My guess is that the alarmists will now turn to claiming that ‘tropical wetland methane release is the problem’. This is a factor but is also a huge unknown, in terms of near complete lack of direct observations from fieldwork. This lack is rather surprising, given the vast funds flowing to anything to do with greehouse warming. But such lacks can fuel alarmism, because there’s little to contradict the claims.
This ‘tropical methane’ claim may thus fuel alarmism for a while, but the maps from the new methane mapping satellites (about to be launched, some already in orbit) should be very interesting in due course.

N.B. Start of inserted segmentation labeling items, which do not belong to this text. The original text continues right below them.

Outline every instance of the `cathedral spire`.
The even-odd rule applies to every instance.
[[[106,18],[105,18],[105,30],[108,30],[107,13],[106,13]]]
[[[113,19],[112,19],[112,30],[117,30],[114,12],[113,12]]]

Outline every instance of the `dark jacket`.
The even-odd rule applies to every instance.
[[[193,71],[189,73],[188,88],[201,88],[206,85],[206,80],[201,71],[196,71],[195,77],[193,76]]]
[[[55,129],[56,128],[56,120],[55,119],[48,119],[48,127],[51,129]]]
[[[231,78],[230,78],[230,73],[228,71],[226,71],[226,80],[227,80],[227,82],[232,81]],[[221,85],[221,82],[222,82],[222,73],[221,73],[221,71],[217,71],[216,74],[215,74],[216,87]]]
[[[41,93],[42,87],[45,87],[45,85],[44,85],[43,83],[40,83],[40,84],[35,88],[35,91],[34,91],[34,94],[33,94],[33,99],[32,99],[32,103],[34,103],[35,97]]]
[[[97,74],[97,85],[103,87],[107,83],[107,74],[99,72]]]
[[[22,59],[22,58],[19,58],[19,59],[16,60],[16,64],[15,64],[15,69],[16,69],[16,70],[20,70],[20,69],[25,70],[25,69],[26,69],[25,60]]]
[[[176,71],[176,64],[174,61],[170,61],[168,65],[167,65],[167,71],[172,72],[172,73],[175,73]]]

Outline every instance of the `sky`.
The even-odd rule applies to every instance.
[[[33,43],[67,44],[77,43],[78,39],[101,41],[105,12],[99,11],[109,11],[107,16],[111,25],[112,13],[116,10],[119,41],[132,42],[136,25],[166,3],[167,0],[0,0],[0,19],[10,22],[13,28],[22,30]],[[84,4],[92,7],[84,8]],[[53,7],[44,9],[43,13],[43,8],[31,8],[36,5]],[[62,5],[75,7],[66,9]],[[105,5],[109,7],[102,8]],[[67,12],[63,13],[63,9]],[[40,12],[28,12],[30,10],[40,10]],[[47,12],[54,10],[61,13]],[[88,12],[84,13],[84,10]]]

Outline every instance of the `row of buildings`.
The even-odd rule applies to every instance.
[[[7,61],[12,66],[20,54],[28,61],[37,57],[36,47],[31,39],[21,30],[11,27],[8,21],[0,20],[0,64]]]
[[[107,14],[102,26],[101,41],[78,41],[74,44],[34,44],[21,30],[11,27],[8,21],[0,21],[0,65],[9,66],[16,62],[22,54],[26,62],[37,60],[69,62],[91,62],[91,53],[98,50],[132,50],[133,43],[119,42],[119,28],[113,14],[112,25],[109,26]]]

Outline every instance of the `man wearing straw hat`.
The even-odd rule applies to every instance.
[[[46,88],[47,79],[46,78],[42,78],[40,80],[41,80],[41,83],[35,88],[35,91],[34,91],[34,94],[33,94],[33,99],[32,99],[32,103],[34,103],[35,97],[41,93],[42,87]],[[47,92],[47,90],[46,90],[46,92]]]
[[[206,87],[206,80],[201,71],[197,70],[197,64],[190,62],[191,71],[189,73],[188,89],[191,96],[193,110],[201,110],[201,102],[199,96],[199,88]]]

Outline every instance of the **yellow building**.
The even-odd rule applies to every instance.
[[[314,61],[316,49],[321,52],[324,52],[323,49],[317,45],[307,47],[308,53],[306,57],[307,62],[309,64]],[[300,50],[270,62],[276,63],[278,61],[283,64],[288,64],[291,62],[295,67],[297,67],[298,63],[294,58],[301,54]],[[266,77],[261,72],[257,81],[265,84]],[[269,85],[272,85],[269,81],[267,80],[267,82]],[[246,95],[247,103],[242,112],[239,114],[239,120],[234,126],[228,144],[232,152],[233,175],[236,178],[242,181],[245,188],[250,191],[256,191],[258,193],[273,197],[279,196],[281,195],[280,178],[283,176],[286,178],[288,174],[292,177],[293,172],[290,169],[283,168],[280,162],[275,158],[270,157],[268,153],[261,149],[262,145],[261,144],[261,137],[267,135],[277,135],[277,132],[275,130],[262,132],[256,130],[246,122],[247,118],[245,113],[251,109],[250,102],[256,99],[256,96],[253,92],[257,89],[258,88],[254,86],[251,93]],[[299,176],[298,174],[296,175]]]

My guess is that the orbital emission maps of large tropical wetlands may not confirm the alarmism, and it could even be that the thick vegetation mats and damp semi-soils overlaying still tropical wetlands have a similar sort of methane-munching active microbial community as the Arctic does. Of course, some methane might come up through tree bark and cavities in some way, but not all large tropical still wetlands have large trees in and densely around them. It’s also quite possible that detectable methane release from tropical wetlands will not be found to be very dependent on temperature elevations above normal, since the tropics are already quite hot enough and a little more heat seems unlikely to make much difference to the overall process. The latter finding would then hopefully lessen the alarmism about future temperature changes.
Update, 2022: Interestingly, activists are still using the TV documentary Climate Change – The Facts (BBC/PBS, spring 2019) as part of political indoctrination sessions here in the UK. A key point in this TV show uses the now-debunked ‘Arctic methane’ scare. Some of its information about ice-melt is also now way out-of-date, and has been debunked at the highest levels (e.g. Antarctica).